L'errore da non fare
Non affettare l'indivia con il coltello se non è asciutta perfettamente. L'acqua intrappolata tra le foglie bagnate le ammorbidisce e le appiattisce, rovinando la croccantezza. Inoltre, non condire troppo presto: se metti olio e aceto più di 10 minuti prima di mangiare, la verdura diventa flaccida e il piatto perde identità. L'indivia va preparata al momento, non in anticipo.
I nostri consigli
- Conserva i cespi interi nel cassetto del frigorifero, all'interno di una busta di carta o contenitore con coperchio. Dura fino a una settimana senza appassire.
- Se vuoi variare il sapore, sostituisci l'aceto bianco con aceto di mele o un cucchiaio di succo di limone fresco. L'acidità cambia leggermente il profilo gustativo.
- Aggiungi noci sgusciate, noci pecan spezzettate, o pinoli tostati per rendere il piatto più sostanzioso. Mantengono la croccantezza se aggiunti al momento del servizio.
- Combina l'indivia con mele tagliate a julienne sottile per un contrasto dolce-amaro delicato, o con melagrana per note acide e succose.
Quando prepararla
L'indivia è un ortaggio di stagione autunnale e invernale. Inizia a comparire da settembre in poi e la trovi al massimo della freschezza fino a marzo. È perfetta nei mesi più freddi, quando le verdure crude sono meno desiderate ma questa rimane comunque leggera e digeribile. A novembre e dicembre troverai i cespi più bianchi e croccanti, con quel sapore amaro più marcato che caratterizza la pianta quando è cresciuta al riparo dalla luce.
Domande frequenti
- Si può mangiare l'indivia cotta? Sì, si cuoce in padella con olio e aglio, oppure al forno. Però perde quella croccantezza che è il suo tratto distintivo. Nella cucina italiana si prepara cruda.

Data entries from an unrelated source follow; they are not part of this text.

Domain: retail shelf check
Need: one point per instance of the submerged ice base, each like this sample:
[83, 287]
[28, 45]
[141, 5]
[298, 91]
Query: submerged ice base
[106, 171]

- L'indivia e la cicoria sono la stessa cosa? No. L'indivia belgica è più dolce e delicata, con foglie bianche e compatte. La cicoria è più selvaggia, amara, con foglie aperte e frastagliate. Sono imparentate ma distinte.
- Posso usare aceto balsamico? Non è consigliato. Il balsamico ha un sapore dolce e robusto che copre l'amaro naturale dell'indivia. L'aceto bianco è la scelta giusta perché pulito e trasparente.
- Quanta indivia posso mangiare al giorno? Non ci sono limiti nutrizionali. È una verdura a bassissimo contenuto calorico. L'unico limite è il gusto personale e la tolleranza all'amaro.